Selon les informations rapportées par l’agence Anadolu, le Premier ministre espagnol Pedro Sanchez a eu un entretien téléphonique ce jeudi avec le président libanais Joseph Aoun. Les échanges ont principalement porté sur la dégradation sécuritaire à Beyrouth et sur l’ensemble du territoire libanais. Le chef du gouvernement espagnol a utilisé ce canal direct pour exiger un arrêt immédiat des violences, déclarant sur le réseau social X : « Assez d’escalades. Plus de destruction. »
Au-delà de cette fermeté diplomatique, Madrid a formulé un engagement matériel précis. Pedro Sanchez a garanti au chef de l’État libanais que son pays déploierait un « plein soutien et l’aide humanitaire » nécessaires pour secourir les milliers de civils poussés à l’exode par les récents bombardements. Une prise de position qui s’inscrit dans la ligne directrice de la politique étrangère espagnole, résumée par le Premier ministre par un mot d’ordre strict : « Non à la guerre. »

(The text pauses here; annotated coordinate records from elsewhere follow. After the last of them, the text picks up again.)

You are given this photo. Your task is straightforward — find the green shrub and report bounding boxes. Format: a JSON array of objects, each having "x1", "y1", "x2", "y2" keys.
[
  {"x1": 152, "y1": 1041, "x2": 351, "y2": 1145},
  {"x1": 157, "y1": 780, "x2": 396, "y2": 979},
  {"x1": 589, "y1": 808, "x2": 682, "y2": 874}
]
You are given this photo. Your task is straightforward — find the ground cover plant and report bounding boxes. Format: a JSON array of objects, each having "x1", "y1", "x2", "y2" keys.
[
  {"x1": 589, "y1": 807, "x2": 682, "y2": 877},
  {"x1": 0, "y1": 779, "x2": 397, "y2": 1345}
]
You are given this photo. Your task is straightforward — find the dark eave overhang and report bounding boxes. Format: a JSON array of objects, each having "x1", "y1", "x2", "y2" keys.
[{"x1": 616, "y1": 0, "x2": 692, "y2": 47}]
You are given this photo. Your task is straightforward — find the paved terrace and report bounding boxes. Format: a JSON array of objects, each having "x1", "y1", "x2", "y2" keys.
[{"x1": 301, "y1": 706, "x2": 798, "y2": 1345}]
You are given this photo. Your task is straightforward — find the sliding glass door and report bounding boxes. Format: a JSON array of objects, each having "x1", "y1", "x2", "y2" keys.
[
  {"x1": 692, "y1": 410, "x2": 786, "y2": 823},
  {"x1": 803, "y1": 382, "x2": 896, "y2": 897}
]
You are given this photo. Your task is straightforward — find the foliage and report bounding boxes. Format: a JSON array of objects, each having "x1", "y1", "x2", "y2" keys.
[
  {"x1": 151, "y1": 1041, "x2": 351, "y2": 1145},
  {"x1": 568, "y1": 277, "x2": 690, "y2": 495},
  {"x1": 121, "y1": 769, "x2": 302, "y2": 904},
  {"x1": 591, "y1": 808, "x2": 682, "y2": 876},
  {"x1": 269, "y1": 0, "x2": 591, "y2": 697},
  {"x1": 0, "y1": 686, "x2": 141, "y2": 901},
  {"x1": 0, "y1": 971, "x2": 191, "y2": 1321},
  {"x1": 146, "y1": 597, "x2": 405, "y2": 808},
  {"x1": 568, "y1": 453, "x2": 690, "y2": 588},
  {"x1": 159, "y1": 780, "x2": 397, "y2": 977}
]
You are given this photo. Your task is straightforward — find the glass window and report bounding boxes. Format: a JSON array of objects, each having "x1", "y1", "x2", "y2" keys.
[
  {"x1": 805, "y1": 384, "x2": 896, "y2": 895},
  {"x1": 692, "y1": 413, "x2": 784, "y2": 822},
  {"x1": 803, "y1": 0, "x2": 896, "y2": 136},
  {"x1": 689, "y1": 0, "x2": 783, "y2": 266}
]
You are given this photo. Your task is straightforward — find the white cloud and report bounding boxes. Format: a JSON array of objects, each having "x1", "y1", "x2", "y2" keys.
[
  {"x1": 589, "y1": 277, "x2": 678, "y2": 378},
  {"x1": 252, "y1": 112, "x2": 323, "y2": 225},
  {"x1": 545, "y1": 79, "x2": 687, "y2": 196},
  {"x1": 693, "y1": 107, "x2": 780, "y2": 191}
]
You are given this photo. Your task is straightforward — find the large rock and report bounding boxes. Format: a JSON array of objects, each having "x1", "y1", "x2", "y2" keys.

Cette démarche intervient dans un contexte régional particulièrement instable. Le 28 février dernier, des frappes menées conjointement par les États-Unis et Israël ont visé l’Iran, entraînant la mort du guide suprême Ali Khamenei ainsi que de plusieurs hauts commandants. Une opération d’envergure qui a précipité la région dans l’incertitude, poussant notamment Washington à ordonner l’évacuation de son personnel non essentiel de cinq pays voisins. Dans la foulée de ces événements, les forces israéliennes ont élargi leur champ d’action au Liban, malgré le cessez-le-feu qui prévalait jusqu’ici avec le Hezbollah.